Tower of Hanoi is a nice mathematical puzzle invented by Edouard Lucas in 1883. There are given three pegs (\(A,B\) and \(C\)) and a tower of \(n\) disks, initially stacked in decreasing size on peg \(A\text{.}\) The objective of the puzzle is to transfer the \(n\) disks to peg \(C\text{.}\) There are only a few rules
one can only move one disk per move,
one can only move the top disk of a stack,
one can not move a larger disk on top of a smaller disk.
If \(n=1\text{,}\) then there is only one disk on peg \(A\) and moving it to peg \(C\) solves the problem. Let us deal with the case of 2 disks. First we move the smallest disk from peg \(A\) to peg \(B\text{.}\)
Now we move the disk from peg \(A\) to peg \(C\text{.}\)
Finally, we move the disk from peg \(B\) to peg \(C\text{.}\)
Let us denote by \(T_n\) the minimum number of moves that will transfer \(n\) disks from peg \(A\) to peg \(C\text{.}\) Since no moves are needed to transfer \(n=0\) disks, we have that \(T_0=0\text{,}\) and the previous two examples show that \(T_1=1\) and \(T_2=3\text{.}\) Let us prove that \(T_n\leq 2T_{n-1}+1\text{,}\) that is, there is a solution with \(2T_{n-1}+1\) moves. In \(T_{n-1}\) moves we can transfer the \(n-1\) smaller disks from peg \(A\) to peg \(B\text{.}\) We move the largest one from peg \(A\) to peg \(C\) and it remains to move the \(n-1\) smallest disks from peg \(B\) to peg \(C\) and it can be done in \(T_{n-1}\) moves. In total this strategy requires \(2T_{n-1}+1\) moves. We only have to show that \(2T_{n-1}+1\) moves are necessary. If we follow another strategy, then we must move the largest disk at some point and the \(n-1\) smallest disks must be on a single peg (requiring \(T_{n-1}\) moves). After moving the largest disk we must transfer the \(n-1\) smallest disks to peg \(C\) (requiring another \(T_{n-1}\) moves). It means that \(T_n\geq 2T_{n-1}+1\text{,}\) therefore
\begin{equation*} T_n=2T_{n-1}+1\text{.} \end{equation*}We apply the above strategy to present a minimal solution in case of 3 disks. First we move the 2 smallest disks from peg \(A\) to peg \(B\text{.}\) It can be done in \(T_2=3\) steps.
STEP 1:
STEP 2:
STEP 3:
Now we can transfer the largest disk to peg \(C\text{.}\)
STEP 4:
It remainst to transfer the 2 smallest disks from peg \(B\) to peg \(C\text{,}\) it requires again \(T_2=3\) moves.
STEP 5:
STEP 6:
STEP 7:
Since \(T_3=7\) we have found a solution with minimal number of moves. Having a recurrence relation for the minimal number of moves may help to find a nice formula for \(T_n\text{.}\) The following table contains the first few values of \(T_n\text{.}\)

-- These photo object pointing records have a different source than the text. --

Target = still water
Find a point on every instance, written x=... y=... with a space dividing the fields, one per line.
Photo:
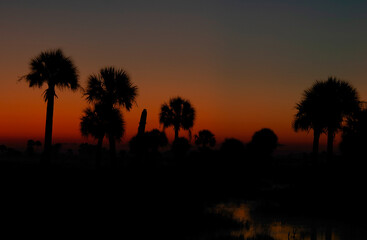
x=259 y=226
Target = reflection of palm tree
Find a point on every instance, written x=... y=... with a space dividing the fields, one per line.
x=111 y=89
x=324 y=107
x=205 y=138
x=177 y=113
x=55 y=70
x=97 y=124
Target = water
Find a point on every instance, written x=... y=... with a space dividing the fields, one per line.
x=287 y=228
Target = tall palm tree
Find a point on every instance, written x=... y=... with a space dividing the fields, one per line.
x=177 y=113
x=111 y=89
x=54 y=69
x=308 y=117
x=325 y=106
x=98 y=124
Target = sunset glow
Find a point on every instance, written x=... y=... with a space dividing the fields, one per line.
x=241 y=70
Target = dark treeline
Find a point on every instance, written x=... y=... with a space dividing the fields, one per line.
x=158 y=188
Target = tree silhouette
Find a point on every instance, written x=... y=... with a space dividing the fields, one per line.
x=111 y=89
x=205 y=139
x=54 y=69
x=148 y=142
x=99 y=123
x=324 y=107
x=177 y=113
x=232 y=147
x=354 y=135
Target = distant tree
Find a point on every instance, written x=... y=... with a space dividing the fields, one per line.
x=178 y=113
x=205 y=139
x=232 y=147
x=263 y=143
x=111 y=89
x=98 y=122
x=54 y=69
x=180 y=146
x=148 y=142
x=324 y=107
x=30 y=147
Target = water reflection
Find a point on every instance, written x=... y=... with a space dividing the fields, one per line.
x=259 y=226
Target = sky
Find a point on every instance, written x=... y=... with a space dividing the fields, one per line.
x=242 y=64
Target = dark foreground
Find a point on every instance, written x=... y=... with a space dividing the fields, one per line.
x=170 y=200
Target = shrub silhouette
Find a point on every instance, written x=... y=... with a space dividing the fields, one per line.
x=148 y=142
x=324 y=107
x=54 y=69
x=178 y=113
x=232 y=147
x=30 y=147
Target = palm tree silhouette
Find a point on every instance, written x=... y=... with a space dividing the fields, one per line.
x=325 y=106
x=99 y=123
x=177 y=113
x=205 y=138
x=54 y=69
x=111 y=89
x=310 y=116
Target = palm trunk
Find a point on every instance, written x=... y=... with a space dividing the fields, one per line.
x=99 y=152
x=49 y=120
x=315 y=146
x=176 y=133
x=330 y=141
x=113 y=151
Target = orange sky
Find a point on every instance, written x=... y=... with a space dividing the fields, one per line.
x=243 y=66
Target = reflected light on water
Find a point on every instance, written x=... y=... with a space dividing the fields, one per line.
x=273 y=227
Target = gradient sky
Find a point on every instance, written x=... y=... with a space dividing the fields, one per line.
x=243 y=64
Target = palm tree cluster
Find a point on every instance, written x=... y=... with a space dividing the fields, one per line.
x=57 y=71
x=324 y=107
x=109 y=90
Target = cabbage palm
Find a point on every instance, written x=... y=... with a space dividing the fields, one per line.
x=205 y=138
x=325 y=106
x=111 y=89
x=178 y=113
x=98 y=124
x=56 y=71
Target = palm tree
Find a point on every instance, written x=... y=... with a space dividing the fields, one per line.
x=325 y=106
x=177 y=113
x=97 y=124
x=54 y=69
x=111 y=89
x=205 y=138
x=309 y=117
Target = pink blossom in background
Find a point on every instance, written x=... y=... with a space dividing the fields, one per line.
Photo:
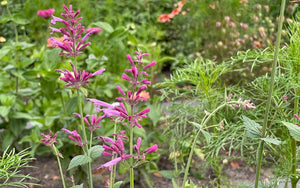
x=46 y=13
x=76 y=78
x=48 y=140
x=93 y=30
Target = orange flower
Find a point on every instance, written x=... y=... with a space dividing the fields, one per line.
x=50 y=42
x=164 y=18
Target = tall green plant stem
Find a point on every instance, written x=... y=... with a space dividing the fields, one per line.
x=17 y=40
x=274 y=65
x=80 y=103
x=204 y=122
x=131 y=150
x=113 y=172
x=59 y=165
x=294 y=179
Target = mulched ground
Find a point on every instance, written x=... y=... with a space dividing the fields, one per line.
x=46 y=170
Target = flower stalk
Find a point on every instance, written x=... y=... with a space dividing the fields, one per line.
x=274 y=65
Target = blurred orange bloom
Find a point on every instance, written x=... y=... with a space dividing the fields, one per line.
x=164 y=18
x=50 y=42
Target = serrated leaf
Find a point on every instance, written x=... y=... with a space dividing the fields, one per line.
x=71 y=105
x=96 y=151
x=252 y=128
x=293 y=129
x=79 y=160
x=78 y=186
x=168 y=174
x=118 y=184
x=105 y=26
x=271 y=140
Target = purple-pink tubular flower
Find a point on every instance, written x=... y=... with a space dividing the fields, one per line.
x=115 y=161
x=76 y=78
x=93 y=124
x=147 y=151
x=116 y=148
x=297 y=117
x=150 y=65
x=46 y=13
x=72 y=32
x=93 y=30
x=75 y=137
x=48 y=140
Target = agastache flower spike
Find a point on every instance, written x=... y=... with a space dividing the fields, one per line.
x=48 y=140
x=76 y=78
x=72 y=32
x=75 y=137
x=94 y=121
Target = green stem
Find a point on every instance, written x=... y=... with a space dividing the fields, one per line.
x=59 y=165
x=204 y=121
x=294 y=179
x=131 y=152
x=85 y=139
x=113 y=172
x=274 y=65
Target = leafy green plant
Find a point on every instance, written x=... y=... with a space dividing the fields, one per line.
x=11 y=164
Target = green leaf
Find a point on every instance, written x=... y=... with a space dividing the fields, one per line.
x=252 y=128
x=78 y=186
x=71 y=105
x=271 y=140
x=17 y=126
x=293 y=129
x=96 y=151
x=4 y=110
x=167 y=174
x=105 y=26
x=79 y=160
x=118 y=184
x=5 y=50
x=21 y=115
x=33 y=76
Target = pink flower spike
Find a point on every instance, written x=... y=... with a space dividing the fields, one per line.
x=56 y=19
x=125 y=77
x=48 y=141
x=106 y=153
x=111 y=163
x=46 y=13
x=143 y=112
x=98 y=72
x=130 y=60
x=121 y=90
x=137 y=123
x=94 y=30
x=101 y=103
x=151 y=149
x=150 y=65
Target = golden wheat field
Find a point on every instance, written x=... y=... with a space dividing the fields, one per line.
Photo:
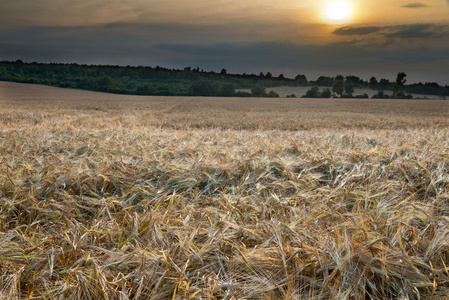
x=124 y=197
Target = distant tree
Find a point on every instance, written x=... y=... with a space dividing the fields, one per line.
x=301 y=79
x=349 y=89
x=314 y=92
x=325 y=81
x=204 y=88
x=273 y=94
x=227 y=90
x=326 y=93
x=259 y=91
x=399 y=84
x=339 y=87
x=384 y=83
x=373 y=82
x=339 y=77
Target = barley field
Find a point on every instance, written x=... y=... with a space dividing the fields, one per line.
x=124 y=197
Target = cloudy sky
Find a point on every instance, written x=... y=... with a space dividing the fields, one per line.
x=311 y=37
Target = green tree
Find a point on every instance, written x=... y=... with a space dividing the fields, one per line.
x=204 y=88
x=259 y=91
x=339 y=87
x=349 y=89
x=399 y=84
x=314 y=92
x=301 y=79
x=273 y=94
x=227 y=90
x=373 y=82
x=326 y=93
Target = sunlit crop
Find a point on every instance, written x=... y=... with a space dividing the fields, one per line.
x=162 y=198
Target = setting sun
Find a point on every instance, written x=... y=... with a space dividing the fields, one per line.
x=338 y=11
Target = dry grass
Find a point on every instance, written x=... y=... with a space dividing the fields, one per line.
x=109 y=197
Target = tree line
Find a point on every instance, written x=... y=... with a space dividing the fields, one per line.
x=143 y=80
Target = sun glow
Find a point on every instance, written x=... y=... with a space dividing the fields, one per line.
x=338 y=11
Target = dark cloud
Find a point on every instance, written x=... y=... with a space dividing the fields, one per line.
x=408 y=31
x=415 y=5
x=170 y=46
x=349 y=30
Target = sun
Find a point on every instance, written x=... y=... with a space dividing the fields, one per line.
x=338 y=11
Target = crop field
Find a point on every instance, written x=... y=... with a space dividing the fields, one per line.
x=125 y=197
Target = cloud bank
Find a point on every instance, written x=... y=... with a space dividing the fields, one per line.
x=408 y=31
x=415 y=5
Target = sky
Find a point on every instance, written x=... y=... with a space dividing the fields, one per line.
x=311 y=37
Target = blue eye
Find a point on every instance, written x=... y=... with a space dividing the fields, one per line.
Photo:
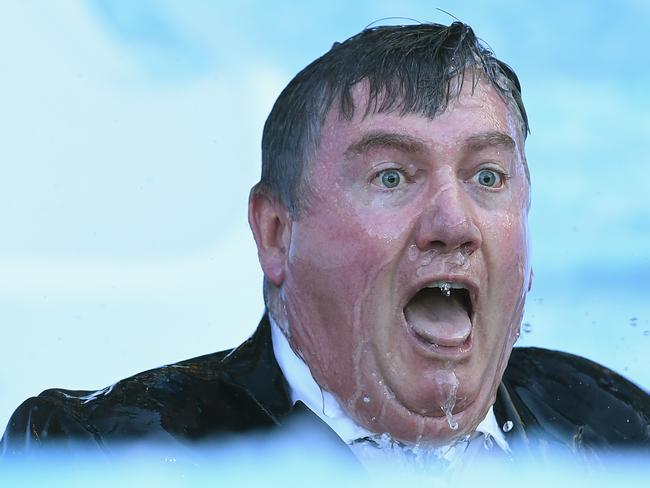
x=390 y=178
x=489 y=178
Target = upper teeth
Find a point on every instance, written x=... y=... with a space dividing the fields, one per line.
x=446 y=286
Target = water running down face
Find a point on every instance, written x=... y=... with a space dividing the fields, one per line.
x=404 y=278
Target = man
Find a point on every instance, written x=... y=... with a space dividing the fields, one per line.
x=391 y=226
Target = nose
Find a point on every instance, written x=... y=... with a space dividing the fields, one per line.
x=446 y=223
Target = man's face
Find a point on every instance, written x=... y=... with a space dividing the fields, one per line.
x=399 y=209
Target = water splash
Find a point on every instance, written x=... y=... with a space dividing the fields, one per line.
x=447 y=385
x=488 y=443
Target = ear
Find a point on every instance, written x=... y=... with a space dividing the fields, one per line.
x=271 y=225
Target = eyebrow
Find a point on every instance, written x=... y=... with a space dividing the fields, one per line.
x=382 y=140
x=484 y=140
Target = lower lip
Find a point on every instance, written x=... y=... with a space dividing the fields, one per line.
x=436 y=351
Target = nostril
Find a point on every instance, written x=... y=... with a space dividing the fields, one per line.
x=468 y=248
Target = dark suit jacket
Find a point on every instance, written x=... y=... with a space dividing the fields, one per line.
x=549 y=395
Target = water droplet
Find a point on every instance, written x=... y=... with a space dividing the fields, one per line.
x=487 y=441
x=445 y=288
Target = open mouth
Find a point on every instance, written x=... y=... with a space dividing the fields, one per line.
x=439 y=315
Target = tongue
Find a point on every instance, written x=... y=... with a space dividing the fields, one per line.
x=438 y=319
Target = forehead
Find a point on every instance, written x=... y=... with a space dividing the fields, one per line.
x=477 y=109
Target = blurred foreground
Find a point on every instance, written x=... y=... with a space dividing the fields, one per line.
x=313 y=459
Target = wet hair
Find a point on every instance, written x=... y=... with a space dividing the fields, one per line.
x=407 y=69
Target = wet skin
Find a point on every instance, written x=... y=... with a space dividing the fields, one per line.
x=395 y=203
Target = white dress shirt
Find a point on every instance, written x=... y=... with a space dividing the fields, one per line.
x=303 y=387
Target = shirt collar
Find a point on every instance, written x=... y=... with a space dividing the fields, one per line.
x=303 y=387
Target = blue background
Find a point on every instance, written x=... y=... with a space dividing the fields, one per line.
x=129 y=138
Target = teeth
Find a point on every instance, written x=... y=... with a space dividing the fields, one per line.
x=446 y=286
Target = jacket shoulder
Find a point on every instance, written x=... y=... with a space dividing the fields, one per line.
x=221 y=393
x=575 y=400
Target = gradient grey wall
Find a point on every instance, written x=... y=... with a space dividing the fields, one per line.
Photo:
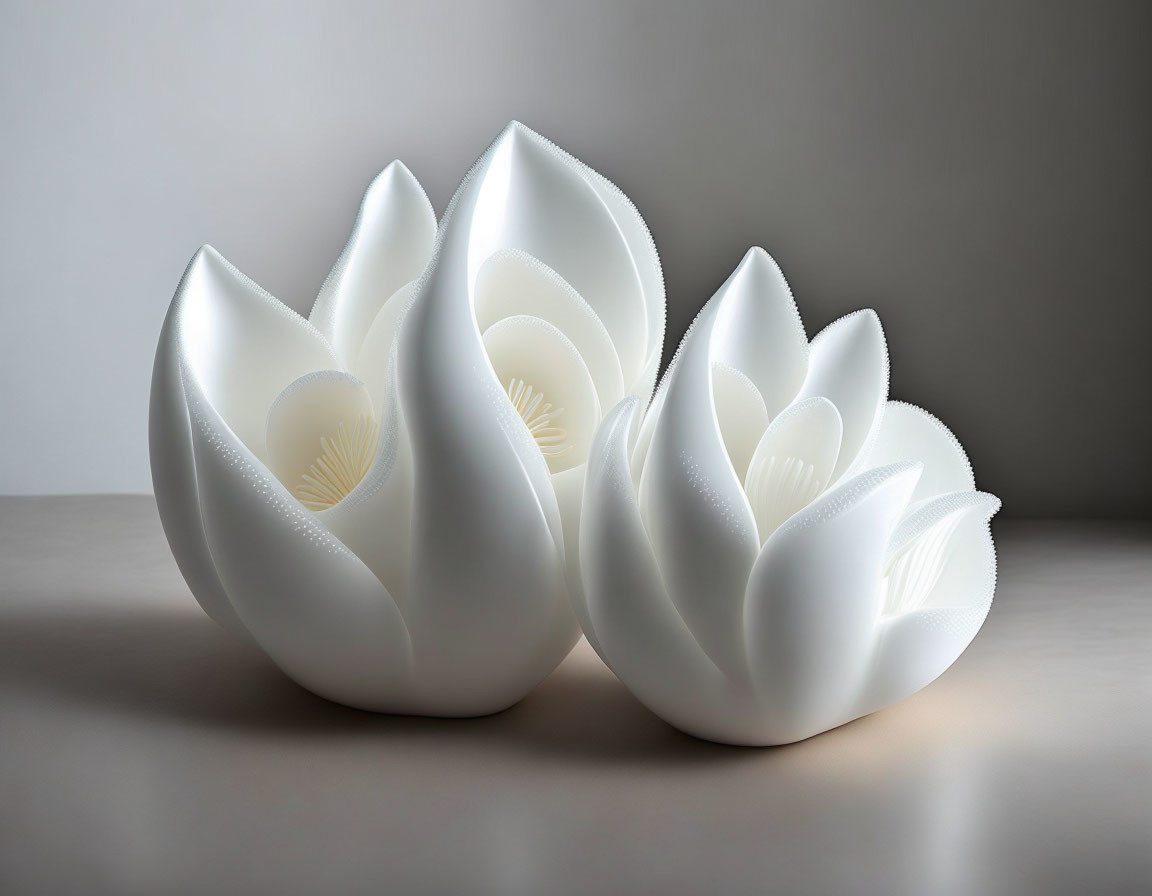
x=979 y=173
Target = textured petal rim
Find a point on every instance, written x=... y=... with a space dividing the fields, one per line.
x=917 y=646
x=849 y=367
x=692 y=503
x=815 y=598
x=242 y=346
x=803 y=441
x=536 y=352
x=630 y=620
x=910 y=433
x=584 y=245
x=513 y=283
x=320 y=614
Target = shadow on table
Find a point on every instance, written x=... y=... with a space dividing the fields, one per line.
x=180 y=666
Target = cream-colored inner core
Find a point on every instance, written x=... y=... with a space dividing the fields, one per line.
x=540 y=418
x=345 y=458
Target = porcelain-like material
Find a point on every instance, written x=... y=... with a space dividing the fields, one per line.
x=777 y=548
x=385 y=496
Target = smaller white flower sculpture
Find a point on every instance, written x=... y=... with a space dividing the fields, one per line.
x=385 y=496
x=778 y=549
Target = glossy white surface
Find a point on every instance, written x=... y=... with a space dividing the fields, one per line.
x=357 y=493
x=774 y=548
x=146 y=751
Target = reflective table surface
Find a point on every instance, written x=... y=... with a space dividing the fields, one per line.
x=145 y=751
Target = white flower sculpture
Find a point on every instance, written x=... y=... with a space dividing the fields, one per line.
x=778 y=549
x=386 y=496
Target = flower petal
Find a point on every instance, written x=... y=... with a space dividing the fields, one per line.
x=512 y=283
x=242 y=344
x=305 y=598
x=525 y=180
x=311 y=409
x=648 y=265
x=815 y=598
x=910 y=433
x=916 y=646
x=531 y=351
x=921 y=546
x=495 y=620
x=389 y=244
x=793 y=462
x=692 y=502
x=849 y=367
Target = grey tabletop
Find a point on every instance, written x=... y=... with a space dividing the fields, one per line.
x=145 y=751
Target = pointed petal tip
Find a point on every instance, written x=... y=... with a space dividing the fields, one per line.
x=992 y=503
x=899 y=477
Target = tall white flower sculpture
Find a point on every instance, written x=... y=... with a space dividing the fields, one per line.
x=386 y=496
x=778 y=549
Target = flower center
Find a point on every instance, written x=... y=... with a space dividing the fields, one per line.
x=540 y=418
x=345 y=458
x=778 y=487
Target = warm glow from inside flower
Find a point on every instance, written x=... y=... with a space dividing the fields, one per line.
x=345 y=458
x=540 y=418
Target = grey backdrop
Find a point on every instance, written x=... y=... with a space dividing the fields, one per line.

\(n\) | \(T_n\) | \(n\) | \(T_n\) | \(n\) | \(T_n\) |
0 | 0 | 4 | 15 | 8 | 255 |
1 | 1 | 5 | 31 | 9 | 511 |
2 | 3 | 6 | 63 | 10 | 1023 |
3 | 7 | 7 | 127 | 11 | 2047 |
One can easily observe that these values are 1 less than a power of 2, that is, we expect that \(T_n=2^n-1\text{.}\) It can be proved by induction.